Van waaruit je het centrum van Rillaar ook nadert, altijd zal je getroffen worden door de wisselende zichten op de bijzondere architectuur van de Sint-Niklaaskerk. Dit neoklassiek aanzicht werd bepaald door provinciaal architect Alexander van Arenberg van Leuven. Reeds in de 13de eeuw was hier sprake van een kapel. Rillaar was de eerste bijkerk van de uitgestrekte parochie Aarschot. De eerdere kerk, opgetrokken in ijzerzandsteen, raakte rond 1800 in verval. Wanneer de toren in de winter van 1860 bij een hevig onweer afbrandt, wordt tussen 1864 en 1868 een nieuw kerkgebouw in baksteen met zandstenen accenten gebouwd. Op de vrij hoge vierkante torenbasis, verrijst een elegant achthoekige klokkentorentje bekroond met een heerlijke lantaarn en peer.
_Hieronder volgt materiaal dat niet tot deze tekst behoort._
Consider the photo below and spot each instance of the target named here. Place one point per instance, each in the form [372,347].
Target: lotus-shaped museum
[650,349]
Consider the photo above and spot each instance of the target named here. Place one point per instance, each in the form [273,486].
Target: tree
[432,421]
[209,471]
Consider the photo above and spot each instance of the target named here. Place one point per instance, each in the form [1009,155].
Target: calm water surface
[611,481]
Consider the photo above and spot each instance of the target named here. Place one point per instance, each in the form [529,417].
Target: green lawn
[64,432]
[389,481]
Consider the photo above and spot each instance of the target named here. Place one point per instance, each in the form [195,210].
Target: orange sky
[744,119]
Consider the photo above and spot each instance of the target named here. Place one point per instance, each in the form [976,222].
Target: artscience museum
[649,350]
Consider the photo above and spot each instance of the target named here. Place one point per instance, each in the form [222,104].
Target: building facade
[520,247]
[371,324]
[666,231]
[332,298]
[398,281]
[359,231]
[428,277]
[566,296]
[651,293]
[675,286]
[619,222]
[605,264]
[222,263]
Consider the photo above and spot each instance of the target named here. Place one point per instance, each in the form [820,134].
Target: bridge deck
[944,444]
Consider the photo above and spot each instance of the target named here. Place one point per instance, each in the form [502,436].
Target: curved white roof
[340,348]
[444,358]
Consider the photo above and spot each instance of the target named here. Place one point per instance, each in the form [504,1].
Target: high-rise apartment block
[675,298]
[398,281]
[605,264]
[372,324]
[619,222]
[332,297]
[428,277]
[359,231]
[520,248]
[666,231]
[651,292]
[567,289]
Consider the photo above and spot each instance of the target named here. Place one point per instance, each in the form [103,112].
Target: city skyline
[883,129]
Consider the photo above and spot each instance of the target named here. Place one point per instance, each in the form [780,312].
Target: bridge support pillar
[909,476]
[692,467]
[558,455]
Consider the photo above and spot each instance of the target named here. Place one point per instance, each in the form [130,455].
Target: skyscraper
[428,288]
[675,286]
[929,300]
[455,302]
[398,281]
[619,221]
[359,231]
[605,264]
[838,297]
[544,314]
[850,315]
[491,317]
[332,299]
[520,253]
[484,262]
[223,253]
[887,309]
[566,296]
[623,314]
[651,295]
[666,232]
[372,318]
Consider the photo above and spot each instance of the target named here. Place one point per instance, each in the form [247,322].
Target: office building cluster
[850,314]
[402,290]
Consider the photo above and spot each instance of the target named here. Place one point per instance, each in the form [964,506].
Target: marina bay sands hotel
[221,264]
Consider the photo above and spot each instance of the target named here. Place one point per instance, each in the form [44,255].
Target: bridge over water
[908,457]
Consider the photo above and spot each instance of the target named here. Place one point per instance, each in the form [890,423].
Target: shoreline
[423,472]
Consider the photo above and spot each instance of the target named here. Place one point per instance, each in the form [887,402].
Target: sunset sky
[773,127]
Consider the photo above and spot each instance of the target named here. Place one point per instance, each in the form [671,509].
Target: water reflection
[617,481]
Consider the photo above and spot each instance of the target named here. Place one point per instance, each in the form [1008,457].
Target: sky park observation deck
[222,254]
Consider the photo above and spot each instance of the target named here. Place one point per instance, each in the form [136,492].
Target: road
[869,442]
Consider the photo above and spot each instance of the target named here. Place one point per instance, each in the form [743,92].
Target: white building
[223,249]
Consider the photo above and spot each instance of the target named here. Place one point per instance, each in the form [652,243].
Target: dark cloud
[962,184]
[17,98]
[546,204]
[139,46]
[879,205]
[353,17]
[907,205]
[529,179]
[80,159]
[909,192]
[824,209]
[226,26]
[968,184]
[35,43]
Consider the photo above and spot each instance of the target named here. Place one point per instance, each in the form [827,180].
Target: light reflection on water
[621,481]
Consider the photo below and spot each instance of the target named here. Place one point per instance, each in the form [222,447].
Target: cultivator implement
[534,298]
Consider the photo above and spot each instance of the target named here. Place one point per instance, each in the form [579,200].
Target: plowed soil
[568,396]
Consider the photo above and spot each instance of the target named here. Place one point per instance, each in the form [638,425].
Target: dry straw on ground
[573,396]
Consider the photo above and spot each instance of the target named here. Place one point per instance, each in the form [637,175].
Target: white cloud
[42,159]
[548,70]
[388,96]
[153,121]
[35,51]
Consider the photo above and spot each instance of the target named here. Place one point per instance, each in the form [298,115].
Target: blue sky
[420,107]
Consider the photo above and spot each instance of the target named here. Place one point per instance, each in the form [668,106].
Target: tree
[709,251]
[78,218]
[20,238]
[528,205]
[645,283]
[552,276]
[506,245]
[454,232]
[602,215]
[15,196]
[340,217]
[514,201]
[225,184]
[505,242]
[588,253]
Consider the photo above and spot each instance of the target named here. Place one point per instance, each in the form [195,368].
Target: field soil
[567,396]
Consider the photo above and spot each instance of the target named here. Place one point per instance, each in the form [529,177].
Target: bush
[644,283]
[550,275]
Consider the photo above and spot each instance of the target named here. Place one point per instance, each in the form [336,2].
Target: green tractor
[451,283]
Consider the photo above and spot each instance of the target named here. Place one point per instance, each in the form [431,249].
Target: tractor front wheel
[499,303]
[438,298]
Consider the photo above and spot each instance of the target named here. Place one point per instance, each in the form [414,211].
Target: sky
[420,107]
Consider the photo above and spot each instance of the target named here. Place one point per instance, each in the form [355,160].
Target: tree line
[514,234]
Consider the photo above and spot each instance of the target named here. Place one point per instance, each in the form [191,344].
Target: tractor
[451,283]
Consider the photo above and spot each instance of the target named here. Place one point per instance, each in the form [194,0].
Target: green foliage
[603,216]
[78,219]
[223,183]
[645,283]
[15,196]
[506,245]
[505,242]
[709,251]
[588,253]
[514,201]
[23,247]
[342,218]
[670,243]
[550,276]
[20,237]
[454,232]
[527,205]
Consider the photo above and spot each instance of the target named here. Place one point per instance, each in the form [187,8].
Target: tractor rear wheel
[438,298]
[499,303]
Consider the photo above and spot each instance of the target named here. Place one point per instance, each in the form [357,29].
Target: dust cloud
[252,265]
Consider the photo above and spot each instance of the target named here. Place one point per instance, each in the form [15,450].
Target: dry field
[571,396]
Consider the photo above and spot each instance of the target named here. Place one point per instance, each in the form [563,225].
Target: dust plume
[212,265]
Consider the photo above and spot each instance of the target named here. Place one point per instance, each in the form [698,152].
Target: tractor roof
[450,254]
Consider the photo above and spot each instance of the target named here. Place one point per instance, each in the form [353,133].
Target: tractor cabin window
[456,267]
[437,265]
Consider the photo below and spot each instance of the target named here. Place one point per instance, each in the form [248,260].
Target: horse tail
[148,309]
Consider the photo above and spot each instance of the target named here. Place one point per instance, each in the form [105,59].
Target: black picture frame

Binnen word je getroffen door de ruime achtkantige koepel van 21,5 meter hoog. Het gevoel van ruimte wordt versterkt door het opzet van de ‘hallenkerk’. De grote ramen en de witgeschilderde muren zorgen voor een helder levendig licht dat op een subtiele wijze het witte neorenaissance portiekhoofdaltaar van 1872 benadrukt.
De kerk bezit een fraaie verzameling laat middeleeuwse gepolychromeerde beelden in gotische of folkloristische stijl. Boeiend zijn onder andere de triomfgroep of calvarie, Christus op de koude steen en Onze-Lieve-Vrouw met Kind, waarvan de naam van de maker ‘Maître de la Madonne de Piétrebais’, ons 500 jaar terug in de tijd projecteert. De glasramen met heiligen van glazenier Ferdinand Crickx uit het vroege interbellum en van Frans Hermans uit de jaren ‘50 van vorige eeuw, ademen eenzelfde landelijke sfeer.